Se o devedor não foi notificado da cessão (venda da dívida) ou mesmo que tenha recebido notificação e não assinou a declaração da ciência da mesma, segundo entendimento de grande parte da Justiça, ela não tem validade contra ele e não pode gerar nenhum efeito, inclusive cadastros de restrição ao crédito, como SPC e SERASA.

No que se refere ao envio do nome do consumidor aos órgãos restritivos e crédito, há que ressaltar que a venda ou cessão da dívida para outra empresa não renova o prazo de 5 anos que só conta uma vez da data em que a dívida venceu. O contrário, a negativação do nome do consumidor é ilegal, já que é oriunda de dívida prescrita. 

Outra prática muito utilizada por empresas de cobrança (principalmente fundos de investimentos) consiste na compra de títulos prescritos, em grande maioria “cheques” por valores baixíssimos, e transformam tais títulos já prescritos em “letra de câmbio”, protestando o título por falta de pagamento. O que é totalmente arbitrário e ilegal. 

De regra, empresas que se utilizam de tais práticas são empresas fantasmas, de difícil localização, inviabilizando qualquer tentativa de ressarcimento pelo ilícito. Nessa senda, cabe alertar o consumidor quanto à solidariedade dos órgãos restritivos de crédito SPC/SERASA, bem como dos cartórios, na medida em que o Superior Tribunal de Justiça firmou o entendimento da responsabilidade solidária entre os bancos de dados de proteção ao crédito e fornecedor (fonte da informação) por registros ilícitos. 

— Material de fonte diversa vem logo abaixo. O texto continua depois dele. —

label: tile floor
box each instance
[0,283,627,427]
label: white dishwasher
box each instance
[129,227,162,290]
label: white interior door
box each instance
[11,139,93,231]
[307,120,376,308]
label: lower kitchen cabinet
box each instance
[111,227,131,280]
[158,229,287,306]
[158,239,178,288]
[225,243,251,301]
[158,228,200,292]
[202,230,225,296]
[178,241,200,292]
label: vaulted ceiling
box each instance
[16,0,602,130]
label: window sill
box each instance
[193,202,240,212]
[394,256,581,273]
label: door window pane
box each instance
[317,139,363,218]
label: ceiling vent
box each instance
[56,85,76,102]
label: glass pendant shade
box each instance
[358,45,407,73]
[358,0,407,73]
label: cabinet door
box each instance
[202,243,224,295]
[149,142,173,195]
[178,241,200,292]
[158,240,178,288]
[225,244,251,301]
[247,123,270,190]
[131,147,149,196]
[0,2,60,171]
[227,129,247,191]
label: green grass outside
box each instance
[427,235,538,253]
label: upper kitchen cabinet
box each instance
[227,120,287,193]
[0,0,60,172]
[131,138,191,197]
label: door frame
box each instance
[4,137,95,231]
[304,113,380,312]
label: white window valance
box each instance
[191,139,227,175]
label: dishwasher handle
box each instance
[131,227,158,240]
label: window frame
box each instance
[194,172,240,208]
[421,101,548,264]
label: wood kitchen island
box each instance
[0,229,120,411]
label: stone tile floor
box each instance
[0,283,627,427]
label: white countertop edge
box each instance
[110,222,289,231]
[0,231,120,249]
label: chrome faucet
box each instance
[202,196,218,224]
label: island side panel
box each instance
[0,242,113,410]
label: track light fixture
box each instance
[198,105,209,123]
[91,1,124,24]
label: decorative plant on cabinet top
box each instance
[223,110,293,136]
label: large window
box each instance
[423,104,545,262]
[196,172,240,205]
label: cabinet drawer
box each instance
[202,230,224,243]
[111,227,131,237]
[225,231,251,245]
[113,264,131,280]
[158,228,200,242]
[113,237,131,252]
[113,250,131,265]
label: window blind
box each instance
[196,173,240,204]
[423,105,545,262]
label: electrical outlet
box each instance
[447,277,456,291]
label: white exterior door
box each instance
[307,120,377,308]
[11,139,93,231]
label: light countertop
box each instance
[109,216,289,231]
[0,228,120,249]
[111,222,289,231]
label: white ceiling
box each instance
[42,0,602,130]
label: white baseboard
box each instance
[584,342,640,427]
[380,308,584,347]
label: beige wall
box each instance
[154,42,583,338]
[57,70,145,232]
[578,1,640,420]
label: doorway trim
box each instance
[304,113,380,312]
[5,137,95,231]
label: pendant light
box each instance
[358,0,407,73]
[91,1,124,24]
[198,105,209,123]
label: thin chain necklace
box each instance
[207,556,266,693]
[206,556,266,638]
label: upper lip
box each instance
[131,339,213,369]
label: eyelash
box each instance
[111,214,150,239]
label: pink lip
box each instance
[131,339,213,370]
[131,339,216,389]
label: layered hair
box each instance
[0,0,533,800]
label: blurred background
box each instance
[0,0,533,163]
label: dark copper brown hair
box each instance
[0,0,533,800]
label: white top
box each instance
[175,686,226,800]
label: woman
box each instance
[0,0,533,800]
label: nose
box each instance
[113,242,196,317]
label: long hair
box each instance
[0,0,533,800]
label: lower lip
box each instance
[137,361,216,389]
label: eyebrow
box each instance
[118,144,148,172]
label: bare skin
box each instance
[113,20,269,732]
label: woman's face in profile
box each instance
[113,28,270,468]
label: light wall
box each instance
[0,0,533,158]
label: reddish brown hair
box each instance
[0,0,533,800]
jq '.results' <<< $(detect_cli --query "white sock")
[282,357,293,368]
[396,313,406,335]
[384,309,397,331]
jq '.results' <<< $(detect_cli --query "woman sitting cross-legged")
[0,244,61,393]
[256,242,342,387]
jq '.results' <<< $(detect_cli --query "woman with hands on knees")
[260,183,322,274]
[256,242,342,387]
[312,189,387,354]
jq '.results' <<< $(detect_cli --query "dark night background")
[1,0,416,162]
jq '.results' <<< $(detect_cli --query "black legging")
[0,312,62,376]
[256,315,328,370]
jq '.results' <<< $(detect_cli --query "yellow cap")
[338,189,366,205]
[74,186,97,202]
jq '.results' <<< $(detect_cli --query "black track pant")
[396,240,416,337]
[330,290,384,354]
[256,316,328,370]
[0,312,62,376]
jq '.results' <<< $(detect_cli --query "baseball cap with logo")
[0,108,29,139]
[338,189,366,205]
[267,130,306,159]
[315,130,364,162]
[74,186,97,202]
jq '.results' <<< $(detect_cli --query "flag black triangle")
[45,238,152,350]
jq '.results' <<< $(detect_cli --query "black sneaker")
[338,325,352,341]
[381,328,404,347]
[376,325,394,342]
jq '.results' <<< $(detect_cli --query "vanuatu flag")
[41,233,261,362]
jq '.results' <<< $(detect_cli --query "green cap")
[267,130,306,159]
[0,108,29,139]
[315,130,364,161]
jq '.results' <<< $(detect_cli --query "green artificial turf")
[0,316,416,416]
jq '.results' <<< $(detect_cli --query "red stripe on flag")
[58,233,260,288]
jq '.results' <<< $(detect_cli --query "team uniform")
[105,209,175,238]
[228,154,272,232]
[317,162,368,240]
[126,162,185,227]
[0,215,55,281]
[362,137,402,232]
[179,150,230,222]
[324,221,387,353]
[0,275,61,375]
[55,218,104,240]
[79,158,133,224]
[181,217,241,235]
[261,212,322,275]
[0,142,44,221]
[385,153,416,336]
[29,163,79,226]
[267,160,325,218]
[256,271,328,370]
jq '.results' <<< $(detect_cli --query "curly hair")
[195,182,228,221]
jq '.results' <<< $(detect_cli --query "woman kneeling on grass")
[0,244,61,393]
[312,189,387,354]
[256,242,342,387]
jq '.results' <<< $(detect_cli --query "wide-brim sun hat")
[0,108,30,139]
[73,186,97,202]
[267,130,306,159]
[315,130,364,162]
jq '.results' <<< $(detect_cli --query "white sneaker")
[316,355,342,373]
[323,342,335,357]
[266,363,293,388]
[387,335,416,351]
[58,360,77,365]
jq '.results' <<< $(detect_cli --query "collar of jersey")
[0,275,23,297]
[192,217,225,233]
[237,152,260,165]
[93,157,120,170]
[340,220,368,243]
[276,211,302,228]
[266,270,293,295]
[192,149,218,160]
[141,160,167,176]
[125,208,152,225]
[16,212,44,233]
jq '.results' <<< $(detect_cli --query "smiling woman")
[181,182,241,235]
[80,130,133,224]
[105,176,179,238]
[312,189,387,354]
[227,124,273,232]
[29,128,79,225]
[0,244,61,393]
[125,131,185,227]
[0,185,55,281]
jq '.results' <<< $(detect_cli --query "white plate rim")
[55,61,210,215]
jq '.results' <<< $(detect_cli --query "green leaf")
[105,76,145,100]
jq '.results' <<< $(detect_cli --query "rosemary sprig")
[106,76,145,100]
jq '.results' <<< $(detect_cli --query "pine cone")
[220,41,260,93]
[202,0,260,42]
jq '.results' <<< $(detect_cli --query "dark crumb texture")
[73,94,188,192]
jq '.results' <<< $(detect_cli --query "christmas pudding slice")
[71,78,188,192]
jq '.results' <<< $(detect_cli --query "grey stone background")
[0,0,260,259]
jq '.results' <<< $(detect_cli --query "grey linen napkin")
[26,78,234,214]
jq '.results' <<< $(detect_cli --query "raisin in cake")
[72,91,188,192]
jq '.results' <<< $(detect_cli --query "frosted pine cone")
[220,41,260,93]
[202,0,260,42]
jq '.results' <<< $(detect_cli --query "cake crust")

O SPC/SERASA presta um serviço ao seu associado, mas atua também diante daquele cujo nome é registrado em seus arquivos, portanto, deve zelar pela veracidade do que anota; se não o faz, corre risco inerente à sua atividade e, em caso de erro, deve indenizar o dano que decorre dessa falha. Do mesmo modo os cartórios, pelas irregularidades nas lavraturas dos protestos, como: vício formaldo título, falta de assinatura do devedor, dados incorretos do devedor e da praça de pagamento, entre outros. 

Portanto, no caso de ter o nome negativado por dívidas vendidas para outra empresa ou fundo de investimento, ou por protestos indevidos, não efetuem o pagamento. Muitos consumidores decidem pagar para ter seu nome revitalizado com rapidez, contudo, é por este motivo que tais empresas continuam com esta prática. O negócio é lucrativo! Procure a Justiça para contestar a restrição bem como para exigir indenização por danos morais.